Last night I breathed a huge sigh of relief as I finally, finally, FINALLY finished chapter 14 of Resistance!! I sat down to write for an hour; two hours later I called it quits and the dreaded chapter was behind me after nearly two weeks of halfhearted attempts resulting in paragraph length progress at most.
If you’ve been following this blog at all, you know that Resistance has been a slow process in and of itself due to many reasons that are explicated elsewhere in the blog. But chapter 14 holds a special place in my heart as being especially difficult. I felt the writer’s block coming back. I was avoiding my computer and second guessing my ideas. For the first time in a long time, I made excuses not to write and let myself use them. These are the components of an unhealthy relationship with the manuscript. There is a large difference between taking some time to actively think about the next move for your story and just taking some time off because you “don’t feel like it.” Just like it becomes easier to get in the habit of writing regularly, it is easy (if not easier) to get into the habit of not writing. So last night was excellent for me–I overcame what could have been a potential writer’s block event and rekindled my interest in the story now that I am over this hurdle.

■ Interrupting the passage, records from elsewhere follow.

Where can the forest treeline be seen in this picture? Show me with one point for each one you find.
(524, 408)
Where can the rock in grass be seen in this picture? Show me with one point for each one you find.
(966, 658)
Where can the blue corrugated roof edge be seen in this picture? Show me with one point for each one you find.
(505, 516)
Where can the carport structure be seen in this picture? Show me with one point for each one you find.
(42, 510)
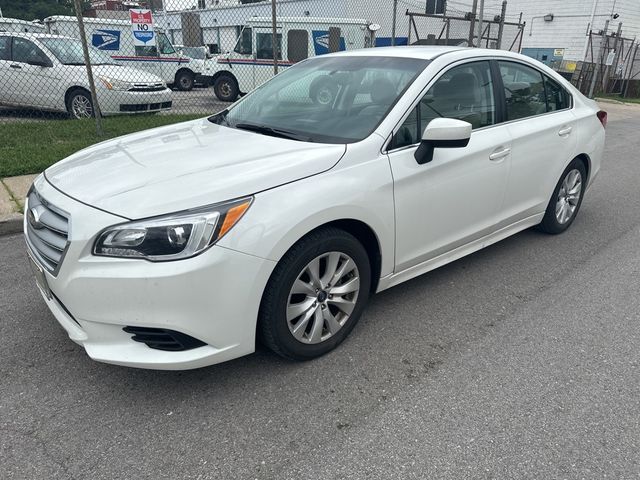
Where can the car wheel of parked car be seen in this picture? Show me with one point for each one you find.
(79, 104)
(315, 295)
(323, 90)
(566, 199)
(226, 88)
(185, 81)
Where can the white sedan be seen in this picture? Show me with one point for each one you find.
(277, 219)
(47, 72)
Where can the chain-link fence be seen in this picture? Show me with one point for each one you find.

There are some legitimate reasons (besides just falling into a lazy spell) that this chapter was so slow coming. First of all, I struggled with pacing. I had so many events I wanted to cram into this chapter. I knew the initial scene and the final scene I wanted to set. Thus, I became frustrated sorting out how to deal with all the events that needed to play out in between chapter end and beginning. Essentially, the chapter was to encompass an entire day, starting in the early morning and concluding 24 hours later. Major events would be happening in the early morning and late night of the day. While I had a rough outline of what Mara would be doing during the day, my mind couldn’t place enough significance on these events to flesh them out for the text. This is where the halting writing habits commenced.
The answer to this pacing problem was obvious and took me an embarrassingly long time to come to. Simply do not write the parts of the day that aren’t sparking interest. If they seemed boring and superfluous to me as a writer, they certainly would to a reader. When reading a novel, every single event of every single day is not related–this is the very essence of pacing. My hang-up was that I felt the potential to incorporate importance into the events that I ultimately decided to leave out. However, in the future I can always come back and add details or scenes as necessary. The important thing for now, I realized, was to get the chapter written.
So I cut out the chunk of events that was holding me up and segued from one key scene, building up suspense and then arcing it back down, to the next end of the day scene where I once again started the build-up of suspense. The chapter climax came at the end, and will hopefully keep the reader hungry to turn the page. Ending chapter 14 has certainly given this writer fuel to keep the story alive.